Enter individual and group effort!
“Some local waste-away schemes are ongoing. Everyone’s encouraged to keep their throwaways to a minimum and compost or worm-farm their food and garden waste. Small household items and books ready for new homes are collected and sold at markets by the Rural Women.”
She said secondhand clothes find new wearers in an informal exchange behind the Health Centre. Members of a coop buy organic food in bulk and divide items into BYO containers, keeping packaging waste off the island and saving themselves as much as half the price of the same food in small containers in shops.
“People leave banana boxes and other large boxes at school bus shelters around the island for the large market gardeners of Okiwi Passion to collect and use for produce boxes and seedling trays for sale at markets.
“The biweekly island newspaper has a regular spot for tips on shrinking your waste footprint and notices of reusable items to giveaway or wanted.”
Joanna said one “keen woman” took onto her land an entire year’s worth of the island’s discarded cardboard, 40 dumpster-size cages of it. Composting worms have already reduced the mega-heap down to the size of one cage and rewarded her with good soil for her small market garden. She is supported by the island landfill manager, who is happy to continue delivering cardboard.
“Someone else is throwing her energy into opening a “repurposing hub” in a large shed at her place, for used items not already being recirculated: furniture, other large household items such as cabinets, and building materials, all for koha.”

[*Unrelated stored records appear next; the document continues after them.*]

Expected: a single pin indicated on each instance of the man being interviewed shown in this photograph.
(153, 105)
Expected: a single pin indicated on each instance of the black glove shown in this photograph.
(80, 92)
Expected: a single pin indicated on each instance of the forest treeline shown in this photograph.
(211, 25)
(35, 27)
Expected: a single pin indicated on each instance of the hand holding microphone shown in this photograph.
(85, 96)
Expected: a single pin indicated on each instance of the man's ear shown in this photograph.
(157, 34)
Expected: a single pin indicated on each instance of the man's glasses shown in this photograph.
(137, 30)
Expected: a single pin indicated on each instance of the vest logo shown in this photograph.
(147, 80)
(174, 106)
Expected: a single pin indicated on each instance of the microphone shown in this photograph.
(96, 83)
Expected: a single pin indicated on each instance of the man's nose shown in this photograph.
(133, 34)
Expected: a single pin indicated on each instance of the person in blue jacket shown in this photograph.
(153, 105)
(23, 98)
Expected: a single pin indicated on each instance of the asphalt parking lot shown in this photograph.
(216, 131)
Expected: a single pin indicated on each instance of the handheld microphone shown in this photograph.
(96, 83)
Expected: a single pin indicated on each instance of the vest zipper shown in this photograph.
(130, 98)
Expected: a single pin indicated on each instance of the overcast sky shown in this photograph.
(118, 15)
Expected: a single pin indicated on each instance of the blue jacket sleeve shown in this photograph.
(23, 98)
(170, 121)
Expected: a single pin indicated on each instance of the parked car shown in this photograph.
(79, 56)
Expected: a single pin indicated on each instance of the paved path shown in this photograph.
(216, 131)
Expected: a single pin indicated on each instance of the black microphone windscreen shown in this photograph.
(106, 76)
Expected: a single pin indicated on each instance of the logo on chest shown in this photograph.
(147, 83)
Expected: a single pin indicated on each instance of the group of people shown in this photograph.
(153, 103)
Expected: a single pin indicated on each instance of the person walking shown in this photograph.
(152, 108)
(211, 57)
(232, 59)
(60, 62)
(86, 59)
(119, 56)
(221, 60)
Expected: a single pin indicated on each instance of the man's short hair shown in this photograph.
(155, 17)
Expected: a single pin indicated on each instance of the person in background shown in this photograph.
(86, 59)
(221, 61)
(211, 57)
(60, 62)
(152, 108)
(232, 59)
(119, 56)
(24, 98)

“An art therapist is applying for a waste minimisation grant for a wholistic project whose beauty and value brought tears to my eyes as she explained it: a large golden-ratio spiral made of tyres that will be stepped and filled with papercrete to form seats, with a stage at the centre. Artwork will feature throughout. While utilising large quantities of discarded tyres and paper, the amphitheater will involve island youth in creating their own centrally located performance space adjacent to the community gardens, while they learn about resource reuse, art, building, cooperation and sacred geometry. The unique venue will be used the entire community. Again, the landfill manager is more than happy to deliver to the site all the tyres and paper needed.”
However the project involving the most people, with potential to put to good use the most used paper as well as generate income, is papercrete. The group built their own mixer and finished their first small building, a generator shed. Next is a shed at the community gardens, intended also as a hands-on community project and a model of building with papercrete. Once they’re ready to go “commercial” they can earn money constructing papercrete outbuildings for islanders, said Joanna.
“The GBI Community Board is actively behind all of these inspiring ideas. The board is nothing short of amazing. Auckland Council gives them significant delegations and they’re clued-up, serious and effective in initiating and manifesting everything that’s beneficial for this island, beautifully managing the often difficult balance among social, economic and environmental goods and goals.”